BioJulia/Automa.jl

Taking preconditions seriously

Closed this issue · 1 comments

Automa already has preconditions - these are named Expr objects attached to edges, similar to actions. When encountering an edge, its code generators first check the byteset membership, then it evaluated the precondition's Expr, which must evaluate to a Bool, and takes the edge if evaluated to true. Preconditions are attached to regex, and apply to all transitions inside that regex.

In other words, preconditions enable you to state: Only move within this regex if this condition is fulfilled. This is particularly useful when dealing with ambiguous DFAs that can be disambiguated using preconditions - essentially, this is like manually inserting an if-statement into the finite state machine.

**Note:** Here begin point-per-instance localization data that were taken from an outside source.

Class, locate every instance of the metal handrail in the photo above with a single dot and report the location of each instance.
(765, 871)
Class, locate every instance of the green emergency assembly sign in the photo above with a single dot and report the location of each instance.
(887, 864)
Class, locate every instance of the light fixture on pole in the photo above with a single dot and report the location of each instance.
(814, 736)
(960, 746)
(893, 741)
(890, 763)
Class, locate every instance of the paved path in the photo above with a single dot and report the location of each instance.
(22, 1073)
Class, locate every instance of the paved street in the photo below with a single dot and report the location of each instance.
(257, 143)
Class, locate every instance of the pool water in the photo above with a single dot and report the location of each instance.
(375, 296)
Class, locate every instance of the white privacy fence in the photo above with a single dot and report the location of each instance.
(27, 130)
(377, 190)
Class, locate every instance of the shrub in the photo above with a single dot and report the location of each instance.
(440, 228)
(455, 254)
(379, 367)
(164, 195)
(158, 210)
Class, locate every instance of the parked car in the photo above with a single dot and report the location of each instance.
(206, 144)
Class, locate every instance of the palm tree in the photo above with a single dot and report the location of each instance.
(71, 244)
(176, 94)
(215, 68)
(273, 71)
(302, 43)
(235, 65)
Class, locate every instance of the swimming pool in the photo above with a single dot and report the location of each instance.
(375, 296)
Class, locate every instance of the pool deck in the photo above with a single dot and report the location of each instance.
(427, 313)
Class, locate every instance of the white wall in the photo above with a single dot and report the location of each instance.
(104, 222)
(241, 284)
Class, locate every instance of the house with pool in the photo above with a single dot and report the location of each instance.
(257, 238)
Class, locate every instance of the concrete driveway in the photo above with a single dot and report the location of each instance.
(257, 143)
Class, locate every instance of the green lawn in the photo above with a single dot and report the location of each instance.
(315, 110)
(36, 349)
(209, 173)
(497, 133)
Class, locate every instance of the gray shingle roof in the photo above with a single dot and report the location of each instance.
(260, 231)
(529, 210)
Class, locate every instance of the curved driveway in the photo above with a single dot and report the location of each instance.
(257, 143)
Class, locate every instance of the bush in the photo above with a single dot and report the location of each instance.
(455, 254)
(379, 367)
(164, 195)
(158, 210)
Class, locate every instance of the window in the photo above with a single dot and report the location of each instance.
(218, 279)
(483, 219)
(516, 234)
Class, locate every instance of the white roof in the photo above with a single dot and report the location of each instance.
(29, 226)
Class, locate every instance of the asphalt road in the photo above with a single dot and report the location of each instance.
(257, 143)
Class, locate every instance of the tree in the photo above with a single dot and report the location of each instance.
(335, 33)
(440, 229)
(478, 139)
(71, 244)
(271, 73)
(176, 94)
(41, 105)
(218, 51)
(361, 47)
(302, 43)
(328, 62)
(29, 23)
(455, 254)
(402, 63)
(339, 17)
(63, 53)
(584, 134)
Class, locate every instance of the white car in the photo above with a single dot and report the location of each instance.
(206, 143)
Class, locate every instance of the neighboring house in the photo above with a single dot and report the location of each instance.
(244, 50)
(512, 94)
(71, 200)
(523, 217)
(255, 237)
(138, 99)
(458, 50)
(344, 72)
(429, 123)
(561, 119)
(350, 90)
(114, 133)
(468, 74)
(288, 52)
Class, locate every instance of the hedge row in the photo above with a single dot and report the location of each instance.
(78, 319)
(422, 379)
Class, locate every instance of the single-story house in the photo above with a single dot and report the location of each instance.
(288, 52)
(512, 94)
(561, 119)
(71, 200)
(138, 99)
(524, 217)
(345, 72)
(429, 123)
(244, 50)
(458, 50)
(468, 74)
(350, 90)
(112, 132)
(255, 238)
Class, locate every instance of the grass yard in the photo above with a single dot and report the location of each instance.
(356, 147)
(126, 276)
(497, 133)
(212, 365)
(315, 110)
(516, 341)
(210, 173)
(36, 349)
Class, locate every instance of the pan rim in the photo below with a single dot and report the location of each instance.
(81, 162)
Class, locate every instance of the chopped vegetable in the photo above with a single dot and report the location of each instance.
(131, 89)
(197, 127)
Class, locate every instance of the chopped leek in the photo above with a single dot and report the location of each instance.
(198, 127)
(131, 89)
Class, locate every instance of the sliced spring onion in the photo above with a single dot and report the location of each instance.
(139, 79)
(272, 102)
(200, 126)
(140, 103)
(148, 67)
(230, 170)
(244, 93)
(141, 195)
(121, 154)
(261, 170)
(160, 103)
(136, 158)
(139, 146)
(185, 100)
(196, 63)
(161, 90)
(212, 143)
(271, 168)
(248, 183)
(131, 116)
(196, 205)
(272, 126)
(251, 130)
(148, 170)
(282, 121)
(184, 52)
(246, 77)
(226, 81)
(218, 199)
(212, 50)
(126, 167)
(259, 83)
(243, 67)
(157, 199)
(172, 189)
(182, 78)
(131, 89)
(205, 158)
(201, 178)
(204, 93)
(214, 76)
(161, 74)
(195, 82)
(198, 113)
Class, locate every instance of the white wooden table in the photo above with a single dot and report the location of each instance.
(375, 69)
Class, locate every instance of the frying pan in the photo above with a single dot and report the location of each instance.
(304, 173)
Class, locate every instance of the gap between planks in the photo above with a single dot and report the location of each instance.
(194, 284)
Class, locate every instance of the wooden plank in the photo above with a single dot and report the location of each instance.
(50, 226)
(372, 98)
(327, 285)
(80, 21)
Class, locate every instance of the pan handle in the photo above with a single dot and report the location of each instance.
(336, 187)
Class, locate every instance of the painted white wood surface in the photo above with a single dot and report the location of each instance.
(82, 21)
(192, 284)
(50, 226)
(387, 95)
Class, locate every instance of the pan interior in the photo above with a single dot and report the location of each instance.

However, Automa's support for preconditions is shaky, and frankly, I believe, might be buggy. I did some experiments that seemed to suggest that Automa would collapse two NFA paths with different preconditions... which sort of defeats the purpose.
This needs to be thoroughly tested

  • Enable preconditions on "enter" only, in addition to the already existing "all"
  • Make sure not to collapse NFA paths with disambiguating preconditions on DFA creation. Then remove precond check in DFA validation code path
  • Have table-based generators support predond. Simply insert an if statement after state transition.
  • Check that edges with preconditions do not allow SIMD loops (just to be sure!)
  • Test, test, test and test more

In particular, I want something like this to work:

a1 = re"A"
a2 = re"A"
b1 = re"B"
b2 = re"B"
b2.when = :foo
c1 = re"C"
c1.actions[:enter] = [:bar]
Automa.compile((a1 * b1 * c1) | (a2 * b2 * re"C"))

, i.e. where otherwise indistinguishable paths a1-b1-c1 and a2-b2-c2 with conflicting actions are disambiguated by a precondition on b2.

Cool! This seems like it adds some complexity (or rather fixes something complicated... I didn't know this functionality existed), but that's probably necessary for a lot of biological formats.